Quick aside: I’m in a bit of a contemplative phase in my life right now, and I’ve been thinking a lot about happiness, purpose, and motivation. One person that I’ve turned to a lot in the last couple years has been Arthur Brooks. If you’re at all interested in learning more about being happier (or less unhappy, which is actually a different thing according to him), I cannot recommend his stuff enough (start here). Anyway, Arthur talks about the importance of finding meaning and finding purpose (your “why”). This is not easy, nor is it a particularly fun exercise. But a big, galaxy-brain idea that seems to keep following me these days is that we should all probably be doing a lot more things that are hard and/or not fun (save that for another post). So I did this exercise recently, and I realized that one of the things that really drives me — something I would actually die for — is the pursuit of truth. That may seem like something that is trivially true for nearly everyone, but I would push back on that strongly. In my experience, I find that VERY FEW people actually care about what is true and what is not, but I have to admit that I am generally sympathetic to these people. I mean, you have to be a little twisted to wander into an echo chamber and challenge generally accepted mythologies simply because it pains you to see large groups of people believing something that isn’t true. As someone who gave a year of my life to researching COVID, this is probably the best topic that I could cite as an example, and it just happens to be a particularly good one because there are narratives to be violated on both sides of the aisle (as much as it pains me to talk about partisanship in pandemics, this is the reality). On the left, many refuse to accept reasonable criticisms of COVID policy (school closures, for example), deny the early exaggerations of the vaccine’s efficacy in preventing transmission, and/or won’t acknowledge the effect of age or health on COVID’s virulence. On the right, far too many deny the effectiveness of the vaccine, or worse, deny that COVID is even something to be worried about. Neither side has a monopoly on truth, and yet we seem to believe that “our side” is right about everything and the other side is full of idiots.

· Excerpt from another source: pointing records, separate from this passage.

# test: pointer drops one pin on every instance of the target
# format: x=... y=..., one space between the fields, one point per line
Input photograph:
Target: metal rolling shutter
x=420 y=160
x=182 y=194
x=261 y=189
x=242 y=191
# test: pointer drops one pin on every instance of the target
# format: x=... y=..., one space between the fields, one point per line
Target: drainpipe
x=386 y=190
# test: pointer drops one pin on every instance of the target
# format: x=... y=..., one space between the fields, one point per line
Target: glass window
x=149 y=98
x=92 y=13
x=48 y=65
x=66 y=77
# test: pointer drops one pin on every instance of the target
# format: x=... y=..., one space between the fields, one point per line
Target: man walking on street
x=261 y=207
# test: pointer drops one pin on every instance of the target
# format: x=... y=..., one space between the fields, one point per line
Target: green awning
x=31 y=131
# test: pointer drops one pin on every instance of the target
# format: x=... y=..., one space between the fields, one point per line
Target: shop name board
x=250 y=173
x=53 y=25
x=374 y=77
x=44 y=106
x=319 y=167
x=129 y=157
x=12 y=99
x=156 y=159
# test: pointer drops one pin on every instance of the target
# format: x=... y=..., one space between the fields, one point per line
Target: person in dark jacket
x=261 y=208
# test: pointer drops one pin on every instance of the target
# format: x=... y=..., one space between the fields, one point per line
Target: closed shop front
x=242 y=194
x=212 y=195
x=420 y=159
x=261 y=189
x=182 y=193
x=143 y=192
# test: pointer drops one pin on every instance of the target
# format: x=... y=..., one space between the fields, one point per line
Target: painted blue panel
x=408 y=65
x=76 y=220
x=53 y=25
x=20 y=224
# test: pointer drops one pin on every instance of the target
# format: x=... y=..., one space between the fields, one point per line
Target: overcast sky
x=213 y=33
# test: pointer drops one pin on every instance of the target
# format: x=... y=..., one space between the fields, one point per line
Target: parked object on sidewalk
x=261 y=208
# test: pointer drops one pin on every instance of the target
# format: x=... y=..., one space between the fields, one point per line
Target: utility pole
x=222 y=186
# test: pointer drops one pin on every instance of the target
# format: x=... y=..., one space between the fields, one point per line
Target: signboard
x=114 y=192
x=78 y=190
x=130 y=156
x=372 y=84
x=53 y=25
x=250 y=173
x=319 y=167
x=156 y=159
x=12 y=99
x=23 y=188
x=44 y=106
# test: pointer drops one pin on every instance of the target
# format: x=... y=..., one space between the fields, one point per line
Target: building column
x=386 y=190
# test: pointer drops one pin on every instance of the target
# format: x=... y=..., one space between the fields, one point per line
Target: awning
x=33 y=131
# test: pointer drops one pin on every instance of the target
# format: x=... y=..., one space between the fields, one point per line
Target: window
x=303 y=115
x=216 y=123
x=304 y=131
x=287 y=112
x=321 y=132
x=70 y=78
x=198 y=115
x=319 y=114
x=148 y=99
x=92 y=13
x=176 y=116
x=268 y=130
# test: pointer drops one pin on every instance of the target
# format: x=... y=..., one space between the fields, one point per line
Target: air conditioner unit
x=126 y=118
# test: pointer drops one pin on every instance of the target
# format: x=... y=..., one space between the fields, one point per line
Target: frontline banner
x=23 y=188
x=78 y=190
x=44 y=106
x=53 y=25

Back to Rumsfeld. Putting aside the specifics of how one might actually use this “Rumsfeldian matrix”, I think the value of the quote lies in how it primes us to think about what we know (or think we know), what we know we don’t know (and consciously putting more things in this bucket) and what might exist in our blind spots. It’s a goal of mine to bring the idea of epistemic hygiene (read: thinking cleanliness — does your thinking stink?) to the masses, and being forced to confront what you believe (and the confidence in those beliefs) and to acknowledge just how many things you don’t know. Of the three elements in Rumsfeld’s trichotomy, the “unknown unknowns” is undoubtedly the most nebulous, but I think that’s possibly the one that is most deserving of consideration. Think for a second about something important that you’ve changed your mind about recently (if this is a struggle, you’re doing something very, very wrong). Once you have something, consider the fact that you almost certainly were not even able to imagine changing your mind prior to the moment in which you changed it. To me, that feels like something that is less of a “known known” and more of a “unknown unknown” because you didn’t know that you didn’t know.
Now, how would your approach to your beliefs change if you thought this were a likely evolution for all of them?